Eclipse Stealth FX812R795 Extreme & Stealth Flight Pack Review
Published: 20th April 2012 | Source: Eclipse Computers | Price: £1999.96 |
As we'd expect the FX8120 comes with a serious overclock to keep the XFX HD7950s working hard. Equally as we've known from our previous dealings with the latest generation of AMD processors it sadly doesn't come close to available performance available from almost anything Intel are producing and this is reflected in the PC Mark Vantage score. The memory bandwidth in particular just cripples the result.
Testing Thoughts - LG Monitors and 3D
As I said at the start, because there is a lot to cover here and it's a very different setup to anything that we've got a bunch or results for, this is more about thoughts during our limited testing time, than hard numbers.
Because of the inclusion of everything you could need, building the Stealth is a breeze. To get the system from a load of boxes in to a ready to go system probably takes around twenty minutes, and getting it fully set up with the monitors level and calibrated another ten. Affixing and adjusting the monitors in understandably the more time consuming element, especially as they need to be in the right place for the passive 3D to work.

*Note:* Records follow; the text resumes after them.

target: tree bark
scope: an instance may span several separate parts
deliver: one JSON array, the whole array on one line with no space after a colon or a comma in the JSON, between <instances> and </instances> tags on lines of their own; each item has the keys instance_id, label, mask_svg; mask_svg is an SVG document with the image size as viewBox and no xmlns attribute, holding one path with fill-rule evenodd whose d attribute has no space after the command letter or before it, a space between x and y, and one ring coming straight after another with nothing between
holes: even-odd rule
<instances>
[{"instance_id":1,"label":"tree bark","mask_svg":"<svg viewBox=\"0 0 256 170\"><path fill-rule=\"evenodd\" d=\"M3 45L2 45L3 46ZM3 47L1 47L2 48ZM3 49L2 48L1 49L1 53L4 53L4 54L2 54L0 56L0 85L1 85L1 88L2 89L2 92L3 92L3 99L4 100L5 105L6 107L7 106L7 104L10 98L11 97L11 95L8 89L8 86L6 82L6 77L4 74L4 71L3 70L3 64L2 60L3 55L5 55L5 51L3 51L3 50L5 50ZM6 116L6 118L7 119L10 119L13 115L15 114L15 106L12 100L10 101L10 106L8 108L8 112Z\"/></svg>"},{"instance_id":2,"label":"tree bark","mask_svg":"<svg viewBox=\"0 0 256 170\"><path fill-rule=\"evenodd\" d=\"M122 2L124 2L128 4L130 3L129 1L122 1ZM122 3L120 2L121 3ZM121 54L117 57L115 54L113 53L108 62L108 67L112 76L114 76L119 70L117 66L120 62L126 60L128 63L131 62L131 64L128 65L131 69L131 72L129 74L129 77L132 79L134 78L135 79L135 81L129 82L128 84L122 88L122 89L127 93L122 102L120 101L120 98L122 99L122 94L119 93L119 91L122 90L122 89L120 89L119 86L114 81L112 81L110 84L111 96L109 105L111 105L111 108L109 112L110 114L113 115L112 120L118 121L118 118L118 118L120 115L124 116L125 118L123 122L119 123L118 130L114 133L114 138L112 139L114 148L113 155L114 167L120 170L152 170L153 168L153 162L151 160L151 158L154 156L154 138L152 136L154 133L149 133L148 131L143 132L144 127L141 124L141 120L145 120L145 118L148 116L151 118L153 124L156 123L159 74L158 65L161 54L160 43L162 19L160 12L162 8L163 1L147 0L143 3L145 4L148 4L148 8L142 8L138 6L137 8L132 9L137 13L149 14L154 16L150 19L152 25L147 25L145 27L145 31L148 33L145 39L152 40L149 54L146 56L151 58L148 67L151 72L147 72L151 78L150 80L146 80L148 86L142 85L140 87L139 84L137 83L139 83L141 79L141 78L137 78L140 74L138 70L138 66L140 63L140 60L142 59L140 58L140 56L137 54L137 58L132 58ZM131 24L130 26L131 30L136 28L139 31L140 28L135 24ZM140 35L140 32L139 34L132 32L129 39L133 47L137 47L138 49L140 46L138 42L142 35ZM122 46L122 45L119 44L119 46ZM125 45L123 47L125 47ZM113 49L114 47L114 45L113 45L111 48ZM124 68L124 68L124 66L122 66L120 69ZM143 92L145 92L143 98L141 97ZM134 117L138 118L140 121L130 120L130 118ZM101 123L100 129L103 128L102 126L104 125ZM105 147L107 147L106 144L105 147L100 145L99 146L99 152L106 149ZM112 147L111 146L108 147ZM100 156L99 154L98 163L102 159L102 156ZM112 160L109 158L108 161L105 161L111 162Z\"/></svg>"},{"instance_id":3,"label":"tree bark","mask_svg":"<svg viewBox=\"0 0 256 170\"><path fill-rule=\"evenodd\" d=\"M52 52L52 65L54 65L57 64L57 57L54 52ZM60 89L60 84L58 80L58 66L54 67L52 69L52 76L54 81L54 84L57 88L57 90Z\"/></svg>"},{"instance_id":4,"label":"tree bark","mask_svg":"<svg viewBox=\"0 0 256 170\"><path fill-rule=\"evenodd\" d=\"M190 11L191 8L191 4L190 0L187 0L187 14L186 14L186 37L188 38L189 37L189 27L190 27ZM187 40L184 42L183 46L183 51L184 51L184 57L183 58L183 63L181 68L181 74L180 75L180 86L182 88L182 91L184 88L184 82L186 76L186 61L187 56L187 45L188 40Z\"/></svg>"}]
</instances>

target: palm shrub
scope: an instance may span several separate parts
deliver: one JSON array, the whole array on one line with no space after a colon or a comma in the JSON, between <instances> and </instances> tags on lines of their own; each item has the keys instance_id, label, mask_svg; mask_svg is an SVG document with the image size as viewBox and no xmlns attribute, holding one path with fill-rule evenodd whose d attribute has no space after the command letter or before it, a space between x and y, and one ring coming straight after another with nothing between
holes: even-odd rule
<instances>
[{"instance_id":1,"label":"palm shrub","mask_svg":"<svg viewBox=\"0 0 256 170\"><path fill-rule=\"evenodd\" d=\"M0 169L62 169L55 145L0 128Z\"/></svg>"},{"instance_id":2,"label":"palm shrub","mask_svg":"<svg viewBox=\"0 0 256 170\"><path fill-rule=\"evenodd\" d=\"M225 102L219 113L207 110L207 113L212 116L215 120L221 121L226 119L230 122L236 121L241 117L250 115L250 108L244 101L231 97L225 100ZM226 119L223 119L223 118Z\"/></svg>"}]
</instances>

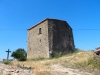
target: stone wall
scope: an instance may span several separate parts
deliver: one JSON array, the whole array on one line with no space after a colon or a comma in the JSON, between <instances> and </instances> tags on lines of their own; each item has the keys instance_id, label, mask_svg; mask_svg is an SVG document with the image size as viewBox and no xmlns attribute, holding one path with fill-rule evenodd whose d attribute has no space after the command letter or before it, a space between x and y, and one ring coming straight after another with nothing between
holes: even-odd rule
<instances>
[{"instance_id":1,"label":"stone wall","mask_svg":"<svg viewBox=\"0 0 100 75\"><path fill-rule=\"evenodd\" d=\"M72 28L66 21L49 20L49 40L52 42L53 52L67 54L74 51ZM51 32L52 31L52 32ZM52 40L51 40L52 39ZM49 43L50 43L49 42Z\"/></svg>"},{"instance_id":2,"label":"stone wall","mask_svg":"<svg viewBox=\"0 0 100 75\"><path fill-rule=\"evenodd\" d=\"M41 33L39 29L41 28ZM49 58L49 43L48 43L48 21L39 23L28 30L28 52L27 58Z\"/></svg>"},{"instance_id":3,"label":"stone wall","mask_svg":"<svg viewBox=\"0 0 100 75\"><path fill-rule=\"evenodd\" d=\"M72 28L66 21L45 19L28 30L27 58L49 58L53 52L74 51Z\"/></svg>"}]
</instances>

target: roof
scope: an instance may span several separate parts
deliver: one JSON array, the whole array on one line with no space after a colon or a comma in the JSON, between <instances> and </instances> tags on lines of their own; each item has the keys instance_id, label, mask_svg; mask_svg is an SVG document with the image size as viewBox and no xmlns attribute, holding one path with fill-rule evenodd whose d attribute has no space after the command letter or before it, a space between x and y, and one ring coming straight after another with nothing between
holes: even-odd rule
<instances>
[{"instance_id":1,"label":"roof","mask_svg":"<svg viewBox=\"0 0 100 75\"><path fill-rule=\"evenodd\" d=\"M46 20L58 20L58 19L51 19L51 18L46 18L46 19L44 19L44 20L42 20L42 21L40 21L39 23L37 23L37 24L35 24L34 26L32 26L31 28L29 28L29 29L27 29L27 30L31 30L32 28L34 28L34 27L36 27L36 26L38 26L39 24L41 24L41 23L43 23L44 21L46 21ZM64 20L59 20L59 21L64 21ZM64 21L64 22L66 22L66 21ZM67 22L66 22L67 23ZM68 23L67 23L68 24ZM69 24L68 24L68 26L69 26ZM70 26L69 26L70 27ZM71 27L70 27L71 28ZM72 28L71 28L72 29Z\"/></svg>"}]
</instances>

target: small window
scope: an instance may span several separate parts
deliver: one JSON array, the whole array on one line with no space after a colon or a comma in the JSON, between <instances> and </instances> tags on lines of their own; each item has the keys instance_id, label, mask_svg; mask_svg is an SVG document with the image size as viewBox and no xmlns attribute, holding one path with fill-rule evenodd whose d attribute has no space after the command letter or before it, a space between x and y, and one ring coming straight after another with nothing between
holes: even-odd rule
<instances>
[{"instance_id":1,"label":"small window","mask_svg":"<svg viewBox=\"0 0 100 75\"><path fill-rule=\"evenodd\" d=\"M42 29L41 28L39 28L39 34L42 34Z\"/></svg>"}]
</instances>

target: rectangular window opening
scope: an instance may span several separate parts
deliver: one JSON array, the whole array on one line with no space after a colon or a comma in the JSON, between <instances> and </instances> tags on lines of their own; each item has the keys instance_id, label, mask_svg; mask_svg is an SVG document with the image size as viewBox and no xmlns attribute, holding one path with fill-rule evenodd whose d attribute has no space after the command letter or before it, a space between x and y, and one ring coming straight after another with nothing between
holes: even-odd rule
<instances>
[{"instance_id":1,"label":"rectangular window opening","mask_svg":"<svg viewBox=\"0 0 100 75\"><path fill-rule=\"evenodd\" d=\"M42 34L42 29L41 28L39 28L39 34Z\"/></svg>"}]
</instances>

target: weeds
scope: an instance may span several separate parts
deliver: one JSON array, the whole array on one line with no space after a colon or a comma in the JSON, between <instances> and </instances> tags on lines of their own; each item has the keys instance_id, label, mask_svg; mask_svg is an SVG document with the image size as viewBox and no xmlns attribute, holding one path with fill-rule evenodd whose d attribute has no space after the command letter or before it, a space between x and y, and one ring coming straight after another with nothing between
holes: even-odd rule
<instances>
[{"instance_id":1,"label":"weeds","mask_svg":"<svg viewBox=\"0 0 100 75\"><path fill-rule=\"evenodd\" d=\"M32 61L39 61L39 60L44 60L45 58L44 57L38 57L38 58L33 58L31 59Z\"/></svg>"},{"instance_id":2,"label":"weeds","mask_svg":"<svg viewBox=\"0 0 100 75\"><path fill-rule=\"evenodd\" d=\"M4 63L5 65L12 65L11 61L3 61L2 63Z\"/></svg>"}]
</instances>

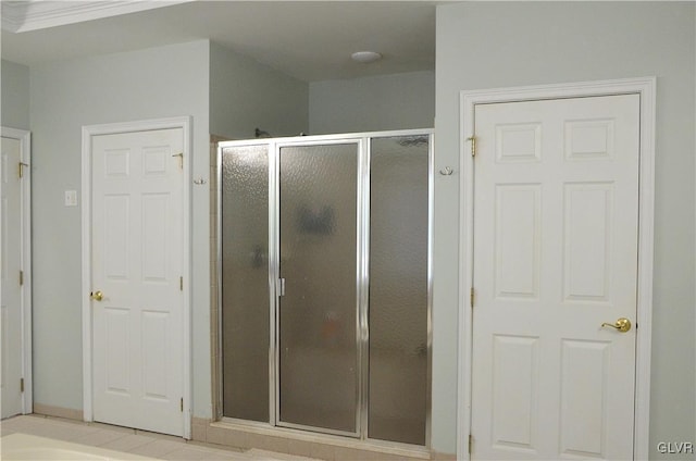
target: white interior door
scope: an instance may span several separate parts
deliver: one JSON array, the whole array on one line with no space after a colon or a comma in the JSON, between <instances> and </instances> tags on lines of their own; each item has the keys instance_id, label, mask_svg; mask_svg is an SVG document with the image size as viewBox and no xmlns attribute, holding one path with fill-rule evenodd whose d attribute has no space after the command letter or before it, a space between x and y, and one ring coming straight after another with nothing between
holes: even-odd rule
<instances>
[{"instance_id":1,"label":"white interior door","mask_svg":"<svg viewBox=\"0 0 696 461\"><path fill-rule=\"evenodd\" d=\"M94 419L183 435L184 133L91 149Z\"/></svg>"},{"instance_id":2,"label":"white interior door","mask_svg":"<svg viewBox=\"0 0 696 461\"><path fill-rule=\"evenodd\" d=\"M474 124L472 458L632 459L639 96Z\"/></svg>"},{"instance_id":3,"label":"white interior door","mask_svg":"<svg viewBox=\"0 0 696 461\"><path fill-rule=\"evenodd\" d=\"M22 413L23 378L23 309L22 309L22 144L20 139L2 137L2 164L0 165L0 320L2 322L0 350L2 367L2 418Z\"/></svg>"}]
</instances>

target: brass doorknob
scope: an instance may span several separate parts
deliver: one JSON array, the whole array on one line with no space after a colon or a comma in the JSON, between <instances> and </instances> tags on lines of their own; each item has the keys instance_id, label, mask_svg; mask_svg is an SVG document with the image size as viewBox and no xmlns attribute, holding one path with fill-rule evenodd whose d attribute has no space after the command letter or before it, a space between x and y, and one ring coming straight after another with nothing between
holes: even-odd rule
<instances>
[{"instance_id":1,"label":"brass doorknob","mask_svg":"<svg viewBox=\"0 0 696 461\"><path fill-rule=\"evenodd\" d=\"M614 323L602 323L601 324L602 327L605 326L611 326L612 328L618 329L621 333L626 333L629 329L631 329L631 321L629 319L625 317L621 317L619 320L617 320Z\"/></svg>"}]
</instances>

3D does two things really well. You have depth, and the more 'showy' stuff coming out of the screen. Anyone who remembers the old anaglyph style 3D knows that people do enjoy pointing things at you to get the moneys worth out of the 3D. The active 3D with glasses that need charging and a synchronised beam do the pointing things very well, and also give a much brighter image, but at the cost of weight and complexity. These LG D2342P-PN monitors support Cinema 3D, which is entirely passive. Instead of splitting the screen horizontally for a stereoscopic effect, it used different polarised light. This does have the downside to lessening the brightness of the image because you're basically wearing shades, but it has the huge benefit of not requiring complex setting up, or being difficult for glasses wearers to use.
Once you've got the monitor and yourself in the right position the effect is just as good as it is with active 3D. If anything it's better at depth and not quite as good at the 'popping out' effect, but that leads to a much nicer experience without some of the queasiness that it's possible to get.
Of course the other big feature, and one that is compatible with more titles, is the Eyefinity. The two HD7950s have plenty of oomph to run at the extreme 5760x1080 resolution. Even with everything set to maximum and in an Eyefinity resolution we still see 67.11 average FPS in Dirt 3, which is about half of the 113.88 FPS average we saw on a single screen.